Update the virtual machine configuration to allocate additional virtual CPU resources. For information about configuring the CPU requirements for a virtual machine, see Virtual Machine Manager 2008 R2 Help”.
The monitor in question is the interesting bit. We have Virtual Machine Manager (2008 or later) running and it is integrated with Operations Manager (2007 SP1 or later).

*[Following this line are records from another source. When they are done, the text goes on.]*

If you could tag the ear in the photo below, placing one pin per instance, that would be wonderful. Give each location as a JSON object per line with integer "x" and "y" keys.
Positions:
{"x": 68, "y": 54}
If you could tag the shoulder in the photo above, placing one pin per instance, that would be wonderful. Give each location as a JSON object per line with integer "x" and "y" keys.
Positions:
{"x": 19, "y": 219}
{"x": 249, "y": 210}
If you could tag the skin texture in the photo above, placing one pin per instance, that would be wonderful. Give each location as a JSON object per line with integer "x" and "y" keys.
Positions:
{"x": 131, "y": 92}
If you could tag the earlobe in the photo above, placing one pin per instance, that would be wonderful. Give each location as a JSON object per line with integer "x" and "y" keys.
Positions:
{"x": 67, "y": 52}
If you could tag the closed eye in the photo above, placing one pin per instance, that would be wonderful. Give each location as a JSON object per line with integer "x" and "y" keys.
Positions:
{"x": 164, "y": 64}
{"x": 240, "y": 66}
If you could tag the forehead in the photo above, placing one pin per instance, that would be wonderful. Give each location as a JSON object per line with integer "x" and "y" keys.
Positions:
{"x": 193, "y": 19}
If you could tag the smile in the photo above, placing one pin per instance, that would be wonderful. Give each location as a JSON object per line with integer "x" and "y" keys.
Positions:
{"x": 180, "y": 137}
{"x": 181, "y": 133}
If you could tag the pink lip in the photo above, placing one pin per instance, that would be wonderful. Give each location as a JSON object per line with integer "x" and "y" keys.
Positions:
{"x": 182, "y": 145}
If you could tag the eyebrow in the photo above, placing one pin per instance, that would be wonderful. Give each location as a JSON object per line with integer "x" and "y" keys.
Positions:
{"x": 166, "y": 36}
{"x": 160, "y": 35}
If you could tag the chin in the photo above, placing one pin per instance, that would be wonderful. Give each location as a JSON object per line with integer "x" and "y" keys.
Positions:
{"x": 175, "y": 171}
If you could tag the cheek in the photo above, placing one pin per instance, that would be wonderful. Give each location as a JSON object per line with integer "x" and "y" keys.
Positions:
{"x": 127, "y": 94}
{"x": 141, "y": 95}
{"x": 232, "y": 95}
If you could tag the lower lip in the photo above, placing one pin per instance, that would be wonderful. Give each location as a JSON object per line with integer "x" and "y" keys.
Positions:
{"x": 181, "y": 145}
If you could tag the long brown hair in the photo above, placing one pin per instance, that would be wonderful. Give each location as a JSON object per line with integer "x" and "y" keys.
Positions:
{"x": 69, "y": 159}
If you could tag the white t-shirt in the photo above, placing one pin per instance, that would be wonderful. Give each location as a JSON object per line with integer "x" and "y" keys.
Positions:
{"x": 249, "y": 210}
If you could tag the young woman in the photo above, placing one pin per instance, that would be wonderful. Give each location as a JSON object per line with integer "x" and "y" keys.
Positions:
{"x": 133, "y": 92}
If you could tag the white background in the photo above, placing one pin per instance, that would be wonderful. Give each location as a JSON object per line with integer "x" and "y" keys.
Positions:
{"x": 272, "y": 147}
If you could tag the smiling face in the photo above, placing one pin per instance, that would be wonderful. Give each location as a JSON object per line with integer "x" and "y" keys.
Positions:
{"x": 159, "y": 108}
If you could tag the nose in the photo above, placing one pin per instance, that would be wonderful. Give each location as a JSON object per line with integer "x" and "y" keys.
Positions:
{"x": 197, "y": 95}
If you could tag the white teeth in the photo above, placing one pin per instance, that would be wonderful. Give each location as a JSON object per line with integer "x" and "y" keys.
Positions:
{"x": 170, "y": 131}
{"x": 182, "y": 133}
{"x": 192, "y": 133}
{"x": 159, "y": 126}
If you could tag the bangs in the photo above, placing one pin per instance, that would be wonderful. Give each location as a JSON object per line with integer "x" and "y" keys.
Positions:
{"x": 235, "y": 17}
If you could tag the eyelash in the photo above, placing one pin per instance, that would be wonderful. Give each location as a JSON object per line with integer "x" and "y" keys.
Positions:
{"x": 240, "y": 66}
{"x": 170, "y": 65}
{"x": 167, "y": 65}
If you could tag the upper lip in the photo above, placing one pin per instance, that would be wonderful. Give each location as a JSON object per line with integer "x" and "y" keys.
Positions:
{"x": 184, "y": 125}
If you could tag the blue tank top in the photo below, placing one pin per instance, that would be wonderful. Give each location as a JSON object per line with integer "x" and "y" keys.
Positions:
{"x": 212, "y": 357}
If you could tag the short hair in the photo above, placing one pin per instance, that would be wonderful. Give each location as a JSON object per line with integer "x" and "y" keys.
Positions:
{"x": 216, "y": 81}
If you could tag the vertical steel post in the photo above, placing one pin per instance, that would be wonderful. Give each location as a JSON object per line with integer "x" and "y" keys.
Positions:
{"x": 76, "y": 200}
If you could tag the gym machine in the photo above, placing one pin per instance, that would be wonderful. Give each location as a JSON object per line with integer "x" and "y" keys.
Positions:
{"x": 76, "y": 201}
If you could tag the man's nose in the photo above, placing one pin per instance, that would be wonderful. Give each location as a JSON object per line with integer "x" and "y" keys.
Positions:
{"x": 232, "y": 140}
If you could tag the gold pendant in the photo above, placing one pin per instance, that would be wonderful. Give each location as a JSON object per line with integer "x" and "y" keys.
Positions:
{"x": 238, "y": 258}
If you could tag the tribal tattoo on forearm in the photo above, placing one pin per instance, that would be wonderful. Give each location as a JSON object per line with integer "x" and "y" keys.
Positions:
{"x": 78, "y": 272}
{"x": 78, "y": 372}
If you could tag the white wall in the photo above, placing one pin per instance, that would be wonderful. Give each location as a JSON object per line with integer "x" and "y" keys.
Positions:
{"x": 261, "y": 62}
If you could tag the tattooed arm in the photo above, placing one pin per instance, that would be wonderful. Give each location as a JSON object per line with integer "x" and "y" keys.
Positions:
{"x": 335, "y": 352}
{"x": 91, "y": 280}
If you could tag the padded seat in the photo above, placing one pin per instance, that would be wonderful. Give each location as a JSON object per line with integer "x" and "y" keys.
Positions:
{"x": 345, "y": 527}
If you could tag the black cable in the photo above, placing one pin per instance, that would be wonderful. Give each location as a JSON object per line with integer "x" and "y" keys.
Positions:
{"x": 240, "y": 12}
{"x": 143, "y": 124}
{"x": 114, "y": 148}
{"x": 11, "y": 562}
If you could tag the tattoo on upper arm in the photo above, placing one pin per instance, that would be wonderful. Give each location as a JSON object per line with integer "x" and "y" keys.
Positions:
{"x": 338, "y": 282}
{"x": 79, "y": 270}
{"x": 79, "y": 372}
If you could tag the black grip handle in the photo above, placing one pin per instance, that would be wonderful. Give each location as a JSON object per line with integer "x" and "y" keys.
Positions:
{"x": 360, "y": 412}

We have a Windows Server 2008 R2 Hyper-V cluster which is being managed by VMM. PRO (Performance and Resource Optimization) tips is enabled on the master host group (the top level host group, containing child host groups). This allows OpsMgr to feed virtualisation performance alerts to VMM and VMM will act on them.
When the VM started getting increased resource demands it needed to use more CPU. Eventually it got to the point where the CPU was being maxed out. The PRO tips monitor in question runs every 60 seconds. It measures the CPU utilisation of the VM. If 3 sequential samples are greater than 90% CPU utilisation the monitor will create an alert. That alert will auto resolve when things quieten down – it is a monitor which is a state engine, i.e. aware of good and bad scenarios unlike a basic rule.
Because PRO tips was enabled VMM was able to move the VM from it’s current host to another host. That move was done using Live Migration so there was no downtime associated with the move of the VM. This means that other VM’s on the original host weren’t being deprived of resources. Moving the VM to another, less utilised host, gave it more CPU resources that it could use. Which host was best? That was decided by VMM using Intelligent Placement, which I blogged about last week.
What I’ve just described was dynamic IT. A problem was automatically detected and resolved using two System Center products working closely together. I was alerted to the issue. I didn’t need to do anything right there and then because the alert auto resolved immediately after the PRO tips live migrated the VM. I talked to the customer of the VM and found out that this is peak season for them and CPU demands would be high. We scheduled a maintenance window for early this morning. The VM was power down, an extra virtual CPU was added and the VM was powered back up again. Less than 5 minutes and now the VM has all the CPU it needs.